Paul continues… instead, to suit their own desires, they will gather around them a great number of teachers to say what their itching ears want to hear.

All of us have the intense desire to scratch the feel good desires of the flesh. But unfortunately like an itching lump that’s scratched into a septic sore, the unhealthy things with which we seek to soothe our natures only give short lived relief. They turn out to be the very things that make our condition much worse.

Instead of avoiding these things that make us itch in the first place, we cast off protection from unhealthy situations, believing we’ll be ok. Time and time again we never learn. We try to tell ourselves we haven’t been bitten when we have, and forget how bad scratching these itches can be. So as Paul says, they will turn their ears away from the truth and turn aside to myths.

Therefore, if it’s the season for suffering and scratching from the sensations of sin, what should we do? After all we should have known better! We’re only getting what we deserve — our just deserts! Are we not?

However, when justice is exhausted and it seems we are condemned to a life of scratching and suffering with sores, along comes the Unjust Judge and he unjustly gives us mercy! We are rightly set for a season of suffering at the hands of sin, it’s what we deserve! But when justice is exhausted, God who should rightly judge us and condemn us, saves us from the itching suffering of sin, by covering us with the soothing salve of our Saviour, Jesus Christ.

God is the Unjust Judge, for if he was to merit justice to us for who we are and what we do; we could only expect a life of miserable hopeless suffering, death, and eternal wrath. But glory be to God that he mercifully lets justice fall on his Son so we might be led to him and receive salvation from the sin that makes us silly with scratching and itching.

God want us to seek him to stop the itch. For as long as the itch of sin keeps up he desires that we not let up praying to him, nor give up. He says just this in the parable of the persistent widow.
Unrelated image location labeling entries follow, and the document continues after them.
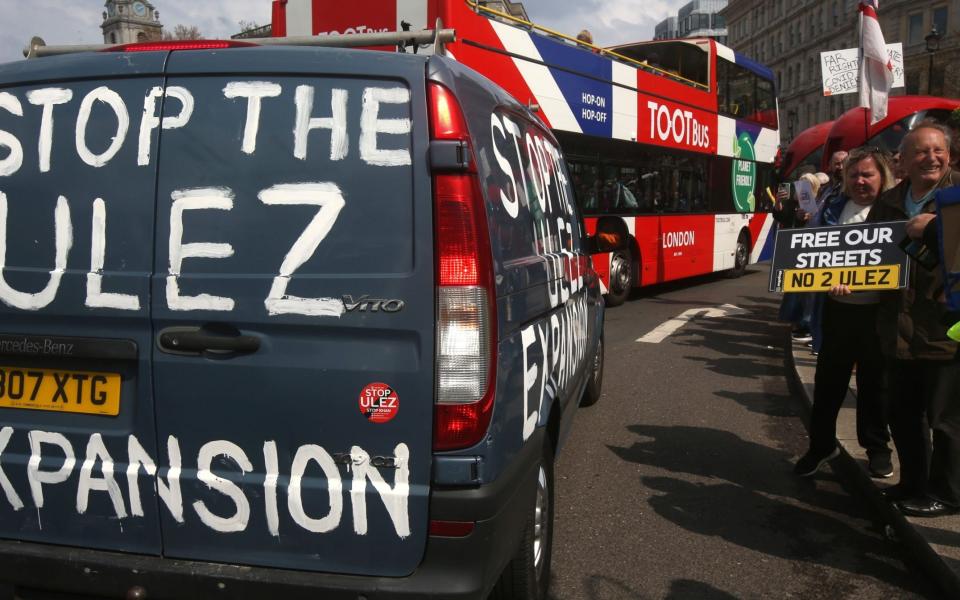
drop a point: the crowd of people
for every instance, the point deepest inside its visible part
(896, 342)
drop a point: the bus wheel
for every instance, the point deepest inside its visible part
(592, 392)
(527, 576)
(621, 277)
(740, 258)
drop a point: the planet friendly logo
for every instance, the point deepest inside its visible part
(744, 174)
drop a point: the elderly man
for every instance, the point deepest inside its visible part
(924, 364)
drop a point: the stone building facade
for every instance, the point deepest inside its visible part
(697, 18)
(788, 36)
(130, 21)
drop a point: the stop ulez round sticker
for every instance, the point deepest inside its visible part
(379, 402)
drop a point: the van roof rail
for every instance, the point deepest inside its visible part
(401, 39)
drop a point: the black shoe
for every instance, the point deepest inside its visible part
(880, 466)
(896, 493)
(926, 507)
(811, 462)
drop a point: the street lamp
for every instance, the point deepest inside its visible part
(933, 44)
(792, 118)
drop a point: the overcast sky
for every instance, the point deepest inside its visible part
(78, 21)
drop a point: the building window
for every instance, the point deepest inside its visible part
(912, 82)
(915, 29)
(940, 19)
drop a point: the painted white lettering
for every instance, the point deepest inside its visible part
(271, 476)
(151, 121)
(96, 298)
(527, 339)
(115, 102)
(47, 98)
(12, 497)
(97, 452)
(195, 199)
(237, 521)
(168, 491)
(63, 240)
(35, 476)
(330, 200)
(305, 454)
(394, 499)
(254, 92)
(14, 160)
(371, 125)
(337, 124)
(512, 206)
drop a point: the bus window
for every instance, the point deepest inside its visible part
(618, 192)
(742, 94)
(721, 192)
(687, 62)
(740, 99)
(889, 139)
(692, 185)
(584, 178)
(766, 113)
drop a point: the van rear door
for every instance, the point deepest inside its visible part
(293, 302)
(77, 435)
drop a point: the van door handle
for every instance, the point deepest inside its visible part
(197, 340)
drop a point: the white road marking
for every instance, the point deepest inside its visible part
(662, 331)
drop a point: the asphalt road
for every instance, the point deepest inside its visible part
(677, 483)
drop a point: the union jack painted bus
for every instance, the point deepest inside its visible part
(672, 140)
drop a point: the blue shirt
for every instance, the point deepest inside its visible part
(915, 208)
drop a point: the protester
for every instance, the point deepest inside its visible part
(849, 334)
(923, 363)
(834, 189)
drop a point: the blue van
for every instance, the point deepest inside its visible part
(283, 322)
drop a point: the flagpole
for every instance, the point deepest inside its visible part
(862, 81)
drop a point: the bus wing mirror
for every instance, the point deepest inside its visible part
(611, 235)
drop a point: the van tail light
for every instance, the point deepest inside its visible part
(171, 45)
(451, 528)
(466, 310)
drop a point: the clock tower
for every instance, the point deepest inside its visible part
(130, 21)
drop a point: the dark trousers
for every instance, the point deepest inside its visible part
(850, 337)
(926, 397)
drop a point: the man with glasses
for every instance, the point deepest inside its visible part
(923, 363)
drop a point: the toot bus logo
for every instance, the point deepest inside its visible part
(677, 127)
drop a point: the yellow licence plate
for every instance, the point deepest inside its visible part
(61, 391)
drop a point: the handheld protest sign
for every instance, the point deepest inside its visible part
(948, 233)
(863, 257)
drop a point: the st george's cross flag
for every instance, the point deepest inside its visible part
(876, 68)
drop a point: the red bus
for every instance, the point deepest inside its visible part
(903, 112)
(805, 152)
(674, 140)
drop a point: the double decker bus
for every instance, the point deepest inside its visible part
(805, 152)
(671, 140)
(852, 129)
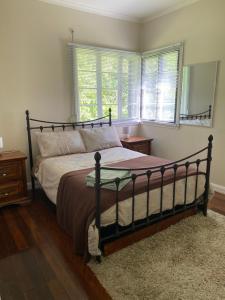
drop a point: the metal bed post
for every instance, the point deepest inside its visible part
(30, 153)
(97, 195)
(207, 183)
(110, 117)
(210, 111)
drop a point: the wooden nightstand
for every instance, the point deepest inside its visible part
(13, 181)
(138, 143)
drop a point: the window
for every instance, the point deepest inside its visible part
(160, 84)
(106, 78)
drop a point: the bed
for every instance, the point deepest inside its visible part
(156, 188)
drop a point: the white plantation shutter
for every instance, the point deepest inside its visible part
(160, 83)
(104, 78)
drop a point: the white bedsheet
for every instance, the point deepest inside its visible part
(50, 170)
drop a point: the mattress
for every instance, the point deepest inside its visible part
(50, 170)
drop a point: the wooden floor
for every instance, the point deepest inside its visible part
(36, 261)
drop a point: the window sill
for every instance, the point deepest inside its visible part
(126, 123)
(160, 124)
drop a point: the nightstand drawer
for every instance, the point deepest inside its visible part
(11, 190)
(10, 171)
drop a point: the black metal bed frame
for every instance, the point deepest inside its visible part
(200, 116)
(52, 125)
(117, 231)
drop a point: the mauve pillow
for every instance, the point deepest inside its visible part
(100, 138)
(59, 143)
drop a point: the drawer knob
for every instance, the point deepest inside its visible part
(4, 195)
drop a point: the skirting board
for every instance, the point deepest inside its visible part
(217, 188)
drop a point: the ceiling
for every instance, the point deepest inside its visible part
(132, 10)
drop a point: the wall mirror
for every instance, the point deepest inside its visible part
(198, 91)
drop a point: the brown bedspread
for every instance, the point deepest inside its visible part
(76, 203)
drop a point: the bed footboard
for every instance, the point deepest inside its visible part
(200, 202)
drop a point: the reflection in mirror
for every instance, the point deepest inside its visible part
(198, 89)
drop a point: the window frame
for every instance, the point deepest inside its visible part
(75, 94)
(173, 47)
(75, 91)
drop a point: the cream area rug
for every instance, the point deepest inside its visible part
(185, 261)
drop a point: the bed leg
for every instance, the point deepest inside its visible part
(33, 187)
(205, 208)
(99, 259)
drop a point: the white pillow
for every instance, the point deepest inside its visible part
(59, 143)
(100, 138)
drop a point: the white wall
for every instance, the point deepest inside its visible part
(202, 28)
(34, 60)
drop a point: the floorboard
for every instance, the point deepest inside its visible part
(36, 258)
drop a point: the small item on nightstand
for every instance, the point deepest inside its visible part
(138, 143)
(125, 132)
(1, 144)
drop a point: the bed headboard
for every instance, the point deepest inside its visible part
(40, 125)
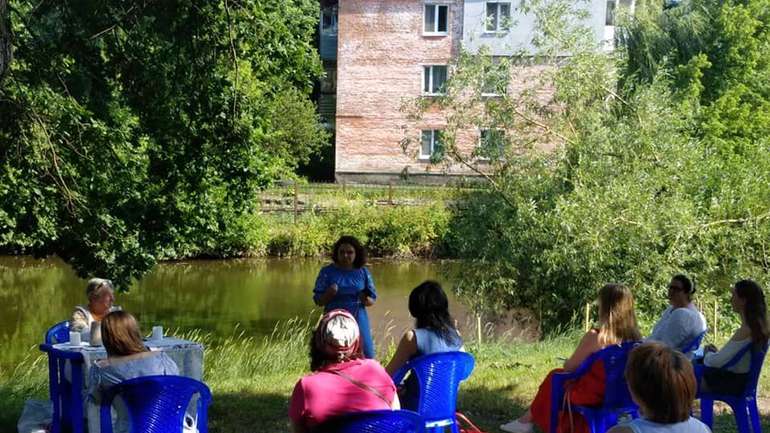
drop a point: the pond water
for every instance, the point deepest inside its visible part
(217, 296)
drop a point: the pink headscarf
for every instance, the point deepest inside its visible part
(338, 335)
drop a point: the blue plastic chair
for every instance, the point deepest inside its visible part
(693, 344)
(157, 404)
(66, 395)
(439, 376)
(617, 399)
(744, 405)
(58, 333)
(376, 421)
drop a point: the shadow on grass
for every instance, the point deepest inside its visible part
(488, 408)
(724, 421)
(12, 398)
(247, 413)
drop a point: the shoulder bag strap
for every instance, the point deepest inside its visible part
(363, 386)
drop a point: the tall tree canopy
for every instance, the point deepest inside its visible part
(132, 131)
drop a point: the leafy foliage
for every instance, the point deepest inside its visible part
(662, 163)
(133, 131)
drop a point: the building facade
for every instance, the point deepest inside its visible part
(380, 53)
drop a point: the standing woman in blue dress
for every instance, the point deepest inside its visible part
(346, 283)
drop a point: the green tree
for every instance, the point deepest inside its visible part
(137, 131)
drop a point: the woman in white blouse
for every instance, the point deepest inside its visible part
(681, 322)
(748, 301)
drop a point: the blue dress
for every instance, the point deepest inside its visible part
(350, 284)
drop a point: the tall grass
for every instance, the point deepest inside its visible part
(252, 378)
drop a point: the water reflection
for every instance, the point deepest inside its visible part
(209, 295)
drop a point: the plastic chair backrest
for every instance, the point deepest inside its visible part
(157, 404)
(614, 357)
(693, 344)
(58, 333)
(65, 394)
(439, 376)
(755, 367)
(377, 421)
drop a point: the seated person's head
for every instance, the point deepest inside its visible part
(100, 295)
(662, 382)
(120, 334)
(336, 339)
(617, 319)
(429, 305)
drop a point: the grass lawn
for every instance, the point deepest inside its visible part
(252, 379)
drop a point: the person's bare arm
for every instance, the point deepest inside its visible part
(588, 345)
(297, 428)
(368, 301)
(407, 347)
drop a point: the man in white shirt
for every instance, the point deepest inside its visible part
(681, 322)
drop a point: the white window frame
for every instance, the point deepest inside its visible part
(498, 28)
(429, 92)
(334, 29)
(436, 14)
(494, 95)
(609, 17)
(433, 134)
(481, 142)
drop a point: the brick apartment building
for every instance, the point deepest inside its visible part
(377, 53)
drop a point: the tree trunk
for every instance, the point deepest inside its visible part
(5, 39)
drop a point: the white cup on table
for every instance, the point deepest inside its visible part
(157, 333)
(75, 338)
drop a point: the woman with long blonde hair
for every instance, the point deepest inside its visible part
(617, 324)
1 …Jesus told his disciples a parable to show them that they should always pray and not give up. 2 He said: “In a certain town there was a judge who neither feared God nor cared about men. 3 And there was a widow in that town who kept coming to him with the plea, ‘Grant me justice against my adversary.’

4 “For some time he refused. But finally he said to himself, ‘Even though I don’t fear God or care about men, 5 yet because this widow keeps bothering me, I will see that she gets justice, so that she won’t eventually wear me out with her coming!’”

6 And the Lord said, “Listen to what the unjust judge says. 7 And will not God bring about justice for his chosen ones, who cry out to him day and night? Will he keep putting them off? 8 I tell you, he will see that they get justice, and quickly. However, when the Son of Man comes, will he find faith on the earth?” (Luke 18:1-8)

Unlike the weak widow who sought justice from the unjust judge, we deserve to come under justice from he who is holy and just. But we who are weak have been given mercy in Christ’s death and resurrection, for us, so we can constantly say to God, “Grant me justice against my adversary. Save me from the sin and suffering of myself; stop me from scratching!”

It’s the season of itching and scratching, therefore it’s the season for salvation from scratching. It’s the time of truth! Hear that which reveals, heals, and removes the myths, and the need to scratch the sin making you suffer! Receive the Word of God, in it you will receive the holy antihistamine — the Holy Spirit. He will soothe you and give you peace, even as you continue to suffer in the season of itching and scratching.

When the Son of Man comes, will he find us scratching our own itches of sin and suffering, or will he find us faithfully letting the Holy Spirit apply the soothing salve of God’s saving Word into our souls? Amen.